In EOSMA, using the $\overrightarrow{X_{\mathit{eq}}}$ randomly selected in the equilibrium pool to update the location is equivalent to introducing a GWO-like hierarchical mechanism¹². Therefore, compared with SMA, EOSMA introduces a greedy selection strategy, hierarchical partitioning mechanism, differential mutation mechanism, and boundary checking strategy. Greedy selection and boundary checking strategy enhance the exploitation ability, and hierarchical partitioning and differential mutation mechanism enhance the exploration ability. As a result, the exploration and exploitation abilities of EOSMA are improved compared with EO and SMA. Figure 1 shows the flowchart of EOSMA, and Algorithm 1 presents its pseudo-code.

Figure 1.

Flow chart of the EOSMA.

The EOSMA for multi-objective problems (MOEOSMA)

Two components were added to EOSMA to transform it to a multi-objective version. The first component is an archive that retains all of the Pareto optimal solutions discovered that so far. The second component is a technique for ranking Pareto optimal solutions based on congestion metrics, which updates the equilibrium pool.

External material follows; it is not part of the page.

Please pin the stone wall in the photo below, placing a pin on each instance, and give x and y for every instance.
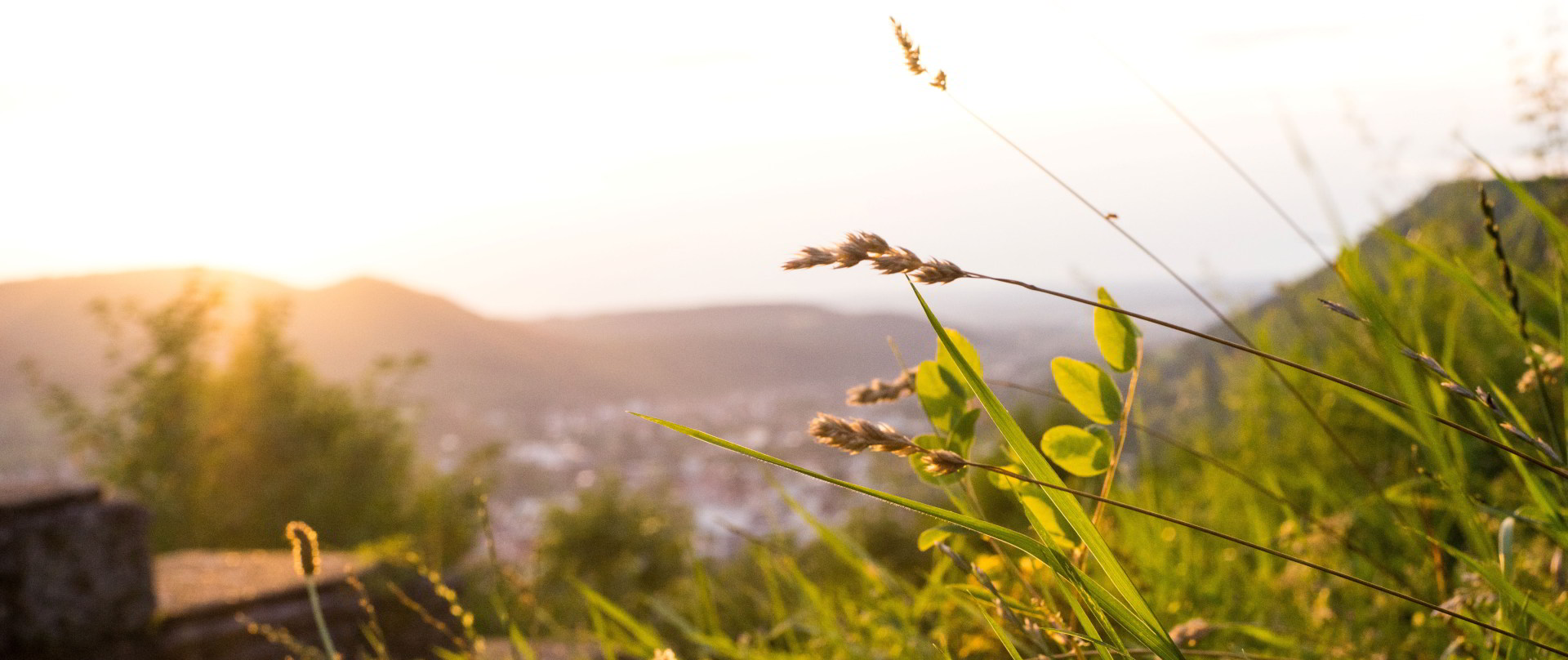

The archive is used to store and retrieve PS and PF found so far, and its capacity is the same as the population size. The location update operator of the search agent is the same as EOSMA, but the food source (optimal location) is selected from the archive. An archive updating approach similar to that employed in MOPSO⁸² is used to obtain a well-distributed PF. The archive always collects Pareto optimal solutions from the current population and updates them through the following steps:

1. Combine the new solutions from each iteration with the previous Pareto optimal solutions from the archive, and then check the combined solutions If a solution is not dominated by other solutions, added it to the archive; Otherwise, discard it;

2. Check whether the same solution still exists in the archive, and then remove it;

3. The solutions in the archives are graded based on congestion. The less congested the area, the more important the solutions, and vice versa.

4. If the number of solutions in the archive exceeds the capacity of the archive, the roulette selection method is used to remove the solution with higher congestion;

5. Re-rank the solutions in the archive based on congestion.

All solutions stored in the archive obtained according to the above update rules will dominate other solutions in the population. The conceptual model of congestion level is shown in Fig. 2. A hypersphere with a radius of $\overrightarrow{\mathit{dr}}$ is defined, and the number of solutions in the hypersphere is taken as the congestion level of the solutions, centering on the fitness of each solution. The calculation formula of distance radius $\overrightarrow{\mathit{dr}}$ is Eq. (19).

$$\overrightarrow{\mathit{dr}}=\frac{\overrightarrow{\mathit{max}}-\overrightarrow{\mathit{min}}}{\mathit{Archivesize}}$$ 19

where $\overrightarrow{\mathit{max}}$ and $\overrightarrow{\mathit{min}}$ are two vectors that store the maximum and minimum fitness of each objective, respectively, and $\mathit{Archivesize}$ is the archive size⁵⁴.

Figure 2.

Model of selecting a food source or eliminating a solution from the archive.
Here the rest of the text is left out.